For the reasons that we have stated we think this prayer was properly rejected.
The defendant's sixth and seventh prayers both ignore all question of the assurance of safety implied in the open gates which was a fact necessary to be considered by the jury; but apart from this objection they are defective in declaring that if the plaintiff went on the track without knowing whether a train was coming or not, and the accident happened for that reason, then the plaintiff could not recover.

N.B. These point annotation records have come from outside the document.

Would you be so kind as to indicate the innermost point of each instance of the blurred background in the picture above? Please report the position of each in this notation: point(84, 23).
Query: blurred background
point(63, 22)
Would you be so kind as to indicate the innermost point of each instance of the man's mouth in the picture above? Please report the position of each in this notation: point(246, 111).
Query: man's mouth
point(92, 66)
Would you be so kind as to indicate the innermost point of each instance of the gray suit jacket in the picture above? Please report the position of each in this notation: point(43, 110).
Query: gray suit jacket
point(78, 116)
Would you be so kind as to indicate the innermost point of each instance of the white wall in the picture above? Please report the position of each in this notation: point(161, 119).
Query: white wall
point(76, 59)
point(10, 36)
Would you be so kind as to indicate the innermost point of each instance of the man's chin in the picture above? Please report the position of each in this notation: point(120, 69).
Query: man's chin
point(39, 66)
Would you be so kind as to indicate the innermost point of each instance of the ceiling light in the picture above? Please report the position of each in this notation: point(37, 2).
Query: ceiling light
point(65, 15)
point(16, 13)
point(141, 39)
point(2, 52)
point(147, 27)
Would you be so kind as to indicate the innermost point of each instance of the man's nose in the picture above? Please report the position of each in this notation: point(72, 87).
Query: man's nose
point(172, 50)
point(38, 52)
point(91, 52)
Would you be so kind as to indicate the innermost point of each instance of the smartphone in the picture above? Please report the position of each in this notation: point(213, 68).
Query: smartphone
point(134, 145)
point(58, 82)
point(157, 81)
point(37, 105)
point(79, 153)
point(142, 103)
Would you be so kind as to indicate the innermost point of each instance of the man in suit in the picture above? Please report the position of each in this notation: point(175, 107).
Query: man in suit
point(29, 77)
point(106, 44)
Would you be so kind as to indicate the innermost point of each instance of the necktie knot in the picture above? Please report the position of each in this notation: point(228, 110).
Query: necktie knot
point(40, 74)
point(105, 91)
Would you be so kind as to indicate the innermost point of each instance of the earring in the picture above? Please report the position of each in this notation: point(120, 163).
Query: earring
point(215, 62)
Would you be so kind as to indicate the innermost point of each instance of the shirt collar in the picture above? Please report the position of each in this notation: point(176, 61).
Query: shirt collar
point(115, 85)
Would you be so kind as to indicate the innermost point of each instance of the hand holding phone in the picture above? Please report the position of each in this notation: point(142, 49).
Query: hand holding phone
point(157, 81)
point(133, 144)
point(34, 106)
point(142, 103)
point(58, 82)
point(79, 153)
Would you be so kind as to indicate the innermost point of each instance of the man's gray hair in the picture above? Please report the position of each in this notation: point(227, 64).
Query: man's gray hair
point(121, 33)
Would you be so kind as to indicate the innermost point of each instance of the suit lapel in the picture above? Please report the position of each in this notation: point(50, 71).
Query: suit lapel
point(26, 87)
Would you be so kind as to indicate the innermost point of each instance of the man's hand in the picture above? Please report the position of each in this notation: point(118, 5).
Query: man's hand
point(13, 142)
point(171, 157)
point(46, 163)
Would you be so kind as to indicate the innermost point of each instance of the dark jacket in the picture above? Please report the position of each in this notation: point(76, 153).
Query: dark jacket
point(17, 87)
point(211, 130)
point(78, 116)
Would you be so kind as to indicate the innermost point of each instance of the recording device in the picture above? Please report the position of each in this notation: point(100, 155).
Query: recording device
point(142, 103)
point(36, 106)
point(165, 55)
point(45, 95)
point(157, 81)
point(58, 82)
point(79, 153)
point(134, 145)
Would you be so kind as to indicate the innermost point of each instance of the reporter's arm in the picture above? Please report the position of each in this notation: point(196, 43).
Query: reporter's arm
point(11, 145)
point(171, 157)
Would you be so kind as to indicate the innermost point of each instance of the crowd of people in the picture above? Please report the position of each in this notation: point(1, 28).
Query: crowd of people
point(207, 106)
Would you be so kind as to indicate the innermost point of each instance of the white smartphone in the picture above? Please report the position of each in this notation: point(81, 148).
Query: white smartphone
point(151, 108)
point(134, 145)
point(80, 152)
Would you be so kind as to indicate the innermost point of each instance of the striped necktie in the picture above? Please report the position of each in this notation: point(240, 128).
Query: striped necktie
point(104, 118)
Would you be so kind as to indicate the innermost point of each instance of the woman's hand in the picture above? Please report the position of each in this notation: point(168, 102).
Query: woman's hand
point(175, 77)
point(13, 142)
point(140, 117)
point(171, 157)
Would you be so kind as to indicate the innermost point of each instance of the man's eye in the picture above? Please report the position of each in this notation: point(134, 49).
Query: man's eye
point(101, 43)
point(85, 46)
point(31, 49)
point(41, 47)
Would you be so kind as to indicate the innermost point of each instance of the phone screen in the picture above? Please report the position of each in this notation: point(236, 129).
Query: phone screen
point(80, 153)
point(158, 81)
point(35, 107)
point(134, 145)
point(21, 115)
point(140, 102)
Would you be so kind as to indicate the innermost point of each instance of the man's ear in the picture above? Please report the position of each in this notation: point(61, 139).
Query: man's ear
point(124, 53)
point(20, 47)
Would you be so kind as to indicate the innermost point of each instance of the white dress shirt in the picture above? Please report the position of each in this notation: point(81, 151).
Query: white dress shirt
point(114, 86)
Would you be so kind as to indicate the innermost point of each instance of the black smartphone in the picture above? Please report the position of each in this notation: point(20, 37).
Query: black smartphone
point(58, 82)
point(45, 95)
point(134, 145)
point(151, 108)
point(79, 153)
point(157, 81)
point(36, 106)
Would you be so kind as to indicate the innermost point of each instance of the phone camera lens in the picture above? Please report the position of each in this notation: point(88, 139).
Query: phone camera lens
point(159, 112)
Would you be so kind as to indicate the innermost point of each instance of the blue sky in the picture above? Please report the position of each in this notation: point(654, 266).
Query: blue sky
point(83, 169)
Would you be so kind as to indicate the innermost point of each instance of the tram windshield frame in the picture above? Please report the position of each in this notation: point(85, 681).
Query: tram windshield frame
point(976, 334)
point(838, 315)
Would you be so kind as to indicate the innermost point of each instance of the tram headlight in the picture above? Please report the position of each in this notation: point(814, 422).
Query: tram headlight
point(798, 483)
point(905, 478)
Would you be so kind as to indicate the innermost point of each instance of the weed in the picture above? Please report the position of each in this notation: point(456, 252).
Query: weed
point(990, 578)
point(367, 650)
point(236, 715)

He knew the gates were required to be closed when a train or engine was approaching, and if he knew a train or engine was approaching, he knew the open gates were not then an assurance of safety, and under such circumstances if he were injured, his own negligence would defeat his recovery. On the other hand, if he in fact actually knew a train or engine was not approaching, there would be no source of danger, and no occasion for vigilance or caution. These prayers substitute, as the test of recovery, actual knowledge that no train or engine was approaching, for the due care and caution required by the law in endeavoring to ascertain this fact. The right of recovery does not depend upon the accuracy of the plaintiff's information as to the approach of the train, but upon the measure of care and caution exercised to obtain accurate information, under all the circumstances of the case.
We think the whole law of the case was fully covered by the granted prayers and the judgment will be affirmed.
Judgment affirmed with costs above and below.